Currently, only a tiny portion of Minnesota's portfolio finds its way into the hands of those creating new, local jobs to get people back to work and build our economy. Minnesota is needlessly withholding the capital and the state investment needed to help maintain our reputation as a center for innovation and entrepreneurial ventures.
Meanwhile, other states are investing in new companies and having visible success in growing their high-tech sectors. Those states are drawing strength -- and jobs -- away from Minnesota, and SBI needs to make a change and become a leader in portfolio investment, or at least be competitive with other states.
It makes sense to invest in venture capital, because venture capital is just about the best way going to create companies and jobs. According to the National Venture Capital Association, investment in venture capital-backed companies equates to about 0.2 percent of annual U.S. gross domestic product (GDP). However, these companies employed 11 percent of the total U.S. private-sector workforce and generated revenue equal to 21 percent of U.S. GDP. Additionally, for every dollar of venture capital invested from 1970 to 2010, $6.27 of revenue was generated.

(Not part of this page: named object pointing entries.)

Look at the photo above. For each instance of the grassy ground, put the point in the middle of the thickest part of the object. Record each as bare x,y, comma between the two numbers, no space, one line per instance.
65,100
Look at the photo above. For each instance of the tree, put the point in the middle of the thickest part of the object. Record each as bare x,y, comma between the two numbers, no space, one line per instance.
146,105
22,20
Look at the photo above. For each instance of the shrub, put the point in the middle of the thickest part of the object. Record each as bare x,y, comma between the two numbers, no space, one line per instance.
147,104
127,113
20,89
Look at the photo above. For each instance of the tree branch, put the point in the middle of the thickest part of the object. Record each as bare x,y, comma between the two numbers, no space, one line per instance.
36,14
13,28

We could have the same sort of growth-generating, job-creating results right here in Minnesota if a larger portion of the investment board's assets were allocated to local venture capitalists focused on Minnesota companies. Pensioners who rely on the state of Minnesota have every reason to expect that the board is investing their money not only safely, but wisely. Not only should state workers welcome a chance for a small portion of their retirement funds to be used in this way, but they would certainly welcome the opportunity to create jobs right here in Minnesota.
The state investment board places funds with independent professional investment firms. And it should continue to do so. But it's time for the board to specifically select investment firms that are focused on investing in Minnesota. Even if the board targeted 0.25 percent (or $150 million) of the assets of state pensioners for investment in private Minnesota companies, such an investment would still leave the board far below the average venture capital allocation for portfolios of its size.
Such a move would not only provide our pensioners and public servants with the best possible return on their monies, it could also lead to the creation of an estimated 10,000 or more new jobs.
Minnesota is used to leading the pack in a number of key economic sectors. Now it's time for us to move to the top of the list for in-state investment. Thirty-third place isn't good enough.